Le PPCR (parcours professionnels, carrières et rémunérations)  rentre en vigueur cette année. Dès cet été, certains professeurs ont reçu un mail les avertissant que cette année, ils allaient avoir un rendez-vous de carrière.

C’est une grande nouveauté qui s’applique à toute la fonction publique.

Le PPCR, qu’est ce que c’est ?

Pour les enseignants, il remplace l’ancienne évaluation professionnelle jusqu’alors faite d’une note administrative et une note pédagogique. Le décret  d’application est paru dans le JORF n°0108 du 7 mai 2017du 7 mai 2017.  Il s’agit du décret n° 2017-786 du 5 mai 2017 modifiant divers décrets portant sur le statut particulier des personnels enseignants et d’éducation du ministère chargé de l’éducation nationale.

Afin de répondre aux multiples questions se posant sur le PPCR et les changements qu’il apporte, le MEN a publié un guide disponible ci-dessous.

2017_guide_evaluation_1sept p1

Qui est concerné ?

Tous les professeurs ayant plus de 2 ans d’ancienneté aux 6e, 8e et 9e échelon. Il permet d’accéder à la hors classe et à la classe exceptionnelle. Il a pour but de favoriser une avancée de carrière équitable pour tous « en facilitant » l’accès à la hors classe.

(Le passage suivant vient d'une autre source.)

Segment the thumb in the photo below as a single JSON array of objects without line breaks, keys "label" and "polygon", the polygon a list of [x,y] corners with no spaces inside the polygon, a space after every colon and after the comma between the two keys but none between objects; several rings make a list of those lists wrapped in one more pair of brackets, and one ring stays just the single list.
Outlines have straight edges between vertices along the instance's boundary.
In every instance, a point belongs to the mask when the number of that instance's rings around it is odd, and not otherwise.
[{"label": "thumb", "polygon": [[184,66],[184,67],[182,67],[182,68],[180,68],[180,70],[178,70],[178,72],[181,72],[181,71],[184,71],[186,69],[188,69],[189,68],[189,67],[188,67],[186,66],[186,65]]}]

Ce que dit le texte pour un certifié de classe normal :

« Art. 30-3.-Le professeur certifié bénéficie de trois rendez-vous de carrière dont l’objectif est d’apprécier la valeur professionnelle de l’intéressé. Ils ont lieu lorsque au 31 août de l’année scolaire en cours :
« 1° Pour le premier rendez-vous, le professeur certifié est dans la deuxième année du 6e échelon de la classe normale ;
« 2° Pour le deuxième rendez-vous, le professeur certifié justifie d’une ancienneté comprise entre 18 et 30 mois dans le 8e échelon de la classe normale ;
« 3° Pour le troisième rendez-vous, le professeur certifié est dans la deuxième année du 9e échelon de la classe normale. »

Le Rendez-vous de carrière

 

Le rendez-vous de carrière se  passe en 3 étapes

Au préalable, il faut remplir un questionnaire à renvoyer à l’IPR.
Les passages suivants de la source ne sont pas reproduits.